Women and family members affected by the CervicalCheck cancer screening controversy have criticised the Health Service Executive’s late release of documents to the Government’s scoping inquiry.
Dr Gabriel Scally, the UK healthcare veteran carrying out the inquiry, said the HSE handed over documents requested – more than 4,000 records – only last week as he was due to produce his progress report.
He found it “disappointing and unclear” why records originally prepared in electronic form, including “very recent documents”, were not handed over in that format, making it impossible to search them.
His final report has been delayed from the end of this month until the end of the summer.
Dr Scally is investigating how US laboratories used by CervicalCheck missed cancers or reported false negatives in smear tests and why the programme failed to tell women about clinical audits of tests after they were diagnosed with cervical cancer, showing them to be incorrect and yielding a different result.

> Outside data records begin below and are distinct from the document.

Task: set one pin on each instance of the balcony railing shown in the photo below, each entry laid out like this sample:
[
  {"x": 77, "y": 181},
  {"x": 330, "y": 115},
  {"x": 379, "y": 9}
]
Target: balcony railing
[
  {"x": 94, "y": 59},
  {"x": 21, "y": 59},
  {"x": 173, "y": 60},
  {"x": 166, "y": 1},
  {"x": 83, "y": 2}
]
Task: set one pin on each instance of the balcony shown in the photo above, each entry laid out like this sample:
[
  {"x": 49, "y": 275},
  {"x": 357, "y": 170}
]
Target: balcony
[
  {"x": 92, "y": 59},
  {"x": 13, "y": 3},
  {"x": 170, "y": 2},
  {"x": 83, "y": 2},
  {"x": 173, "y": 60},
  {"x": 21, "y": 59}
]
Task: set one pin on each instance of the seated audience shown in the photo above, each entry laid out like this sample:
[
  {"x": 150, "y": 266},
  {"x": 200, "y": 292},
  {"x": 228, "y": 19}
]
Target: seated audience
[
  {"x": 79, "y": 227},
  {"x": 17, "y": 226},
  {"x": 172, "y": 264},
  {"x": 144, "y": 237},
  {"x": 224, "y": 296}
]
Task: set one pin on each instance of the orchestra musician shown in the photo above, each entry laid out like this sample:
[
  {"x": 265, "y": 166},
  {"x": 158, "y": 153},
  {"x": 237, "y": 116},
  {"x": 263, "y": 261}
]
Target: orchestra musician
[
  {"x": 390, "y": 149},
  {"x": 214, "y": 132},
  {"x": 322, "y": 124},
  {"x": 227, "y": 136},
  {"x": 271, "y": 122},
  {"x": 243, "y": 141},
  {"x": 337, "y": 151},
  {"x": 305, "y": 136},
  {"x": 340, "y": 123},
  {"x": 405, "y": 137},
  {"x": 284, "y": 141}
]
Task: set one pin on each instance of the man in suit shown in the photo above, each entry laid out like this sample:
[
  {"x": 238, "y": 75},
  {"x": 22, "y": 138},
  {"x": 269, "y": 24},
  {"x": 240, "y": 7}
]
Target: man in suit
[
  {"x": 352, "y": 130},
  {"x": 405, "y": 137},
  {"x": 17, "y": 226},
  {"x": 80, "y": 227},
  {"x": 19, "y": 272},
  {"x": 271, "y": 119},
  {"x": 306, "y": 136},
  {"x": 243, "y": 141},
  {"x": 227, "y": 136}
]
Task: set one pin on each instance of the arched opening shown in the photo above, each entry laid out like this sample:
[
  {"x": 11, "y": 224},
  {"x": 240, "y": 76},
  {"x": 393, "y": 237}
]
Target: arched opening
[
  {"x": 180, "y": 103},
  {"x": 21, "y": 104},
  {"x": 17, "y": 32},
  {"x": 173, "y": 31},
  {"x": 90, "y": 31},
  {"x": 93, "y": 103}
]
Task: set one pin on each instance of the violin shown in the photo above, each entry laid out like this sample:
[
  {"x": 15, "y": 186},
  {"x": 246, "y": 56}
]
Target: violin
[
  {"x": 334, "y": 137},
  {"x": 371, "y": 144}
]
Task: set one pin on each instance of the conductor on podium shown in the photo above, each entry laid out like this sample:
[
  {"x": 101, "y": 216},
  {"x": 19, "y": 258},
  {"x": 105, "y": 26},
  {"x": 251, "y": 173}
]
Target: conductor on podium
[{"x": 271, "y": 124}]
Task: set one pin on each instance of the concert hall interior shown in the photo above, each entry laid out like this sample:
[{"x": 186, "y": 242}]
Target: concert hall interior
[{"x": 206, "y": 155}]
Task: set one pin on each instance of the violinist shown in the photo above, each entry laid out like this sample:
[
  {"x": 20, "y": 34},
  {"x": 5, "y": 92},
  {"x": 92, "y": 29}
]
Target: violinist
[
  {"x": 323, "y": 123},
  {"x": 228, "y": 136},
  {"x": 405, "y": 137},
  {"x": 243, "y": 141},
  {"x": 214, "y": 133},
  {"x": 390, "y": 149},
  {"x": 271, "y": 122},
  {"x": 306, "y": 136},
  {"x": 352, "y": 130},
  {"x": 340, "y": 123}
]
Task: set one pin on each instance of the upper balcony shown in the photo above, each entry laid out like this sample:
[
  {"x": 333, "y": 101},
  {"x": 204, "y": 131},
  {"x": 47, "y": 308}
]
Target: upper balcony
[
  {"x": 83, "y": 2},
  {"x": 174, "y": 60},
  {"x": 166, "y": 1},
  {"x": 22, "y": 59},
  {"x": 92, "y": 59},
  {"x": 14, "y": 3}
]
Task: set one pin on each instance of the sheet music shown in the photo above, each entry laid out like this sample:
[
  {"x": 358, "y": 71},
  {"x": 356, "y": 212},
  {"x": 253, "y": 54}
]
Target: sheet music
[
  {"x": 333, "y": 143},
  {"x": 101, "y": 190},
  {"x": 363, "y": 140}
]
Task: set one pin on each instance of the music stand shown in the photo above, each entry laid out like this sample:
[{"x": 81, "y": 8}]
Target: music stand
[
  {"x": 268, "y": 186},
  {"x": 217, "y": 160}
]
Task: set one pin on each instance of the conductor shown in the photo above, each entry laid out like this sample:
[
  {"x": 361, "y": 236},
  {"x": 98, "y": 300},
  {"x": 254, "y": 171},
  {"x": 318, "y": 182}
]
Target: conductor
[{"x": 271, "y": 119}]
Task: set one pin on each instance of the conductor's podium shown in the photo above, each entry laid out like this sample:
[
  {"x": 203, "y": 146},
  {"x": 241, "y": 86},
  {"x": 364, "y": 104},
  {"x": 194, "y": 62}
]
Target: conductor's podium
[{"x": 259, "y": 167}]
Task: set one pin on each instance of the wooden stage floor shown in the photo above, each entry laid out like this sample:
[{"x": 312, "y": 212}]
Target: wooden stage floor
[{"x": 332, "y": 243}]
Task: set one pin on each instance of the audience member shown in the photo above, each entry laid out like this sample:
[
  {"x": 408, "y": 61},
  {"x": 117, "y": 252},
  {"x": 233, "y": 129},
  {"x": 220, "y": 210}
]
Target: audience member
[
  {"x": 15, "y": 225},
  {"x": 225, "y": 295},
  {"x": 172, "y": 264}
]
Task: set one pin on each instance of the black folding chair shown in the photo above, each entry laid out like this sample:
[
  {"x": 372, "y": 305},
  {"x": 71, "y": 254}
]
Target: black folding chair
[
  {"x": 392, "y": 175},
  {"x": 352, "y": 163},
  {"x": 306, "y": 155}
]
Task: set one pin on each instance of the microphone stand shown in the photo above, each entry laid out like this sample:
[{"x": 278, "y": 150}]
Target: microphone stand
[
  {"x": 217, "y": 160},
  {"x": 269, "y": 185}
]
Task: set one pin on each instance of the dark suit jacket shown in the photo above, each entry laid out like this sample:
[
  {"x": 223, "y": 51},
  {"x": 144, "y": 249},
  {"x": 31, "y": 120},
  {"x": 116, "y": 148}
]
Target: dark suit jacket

Cork man Stephen Teap, who discovered last month that his late wife Irene's audit showed two incorrect tests, said he was "extremely disappointed" the inquiry was being treated the same way as victims and the Public Accounts Committee, with the "drip-feed of information and paper-bombing at the very last minute".
“Burying people in documentation, whether it is relevant or not, seems to be the HSE’s first priority when they are in protective mode, which is completely unacceptable,” he said.
Mr Teap was “worried about the lack of control in the HSE providing information”.
‘Cop on’
Emma Mhic Mhathúna (37), the terminally ill Kerry mother of five who also learned of an audit last month showing incorrect smear tests, said the HSE needed to “cop on” and provide greater co-operation.
“When people frustrate investigations it comes across as they are hiding something,” she said.
Cian O’Carroll, Ms Mhic Mhathúna’s solicitor, described the manner in which the HSE handed over records to the Scally inquiry as “clearly an act of obstruction”.
Labour TD Alan Kelly, the party's health spokesman, said he had "grave concerns" that the inquiry was taking too long as it has really only addressed one of its 10 terms of reference: examining the information provided by CervicalCheck.
“The sad reality is that in some cases women don’t have time and can’t afford this government to be missing deadlines,” he said.
Fianna Fáil’s spokesman on health, Stephen Donnelly, said Dr Scally’s progress report showed that “the State is continuing to fail women”. It was “disappointing” that the scoping inquiry would not meet its end-of-June deadline but the report made it clear that the “tardiness of the State is a key factor in this”, he said.
People Before Profit TD Bríd Smith said the report suggested State agencies have been "dragging their heels on their much-vaunted claims for 'transparency' " and this was a "deliberate strategy" by Taoiseach Leo Varadkar and Minister for Health Simon Harris to "kick this issue down the road as far as they can."
Social Democrats TD Róisín Shortall said there needed to be “clear instruction” from the Government to the HSE and CervicalCheck that “full co-operation is to be given.”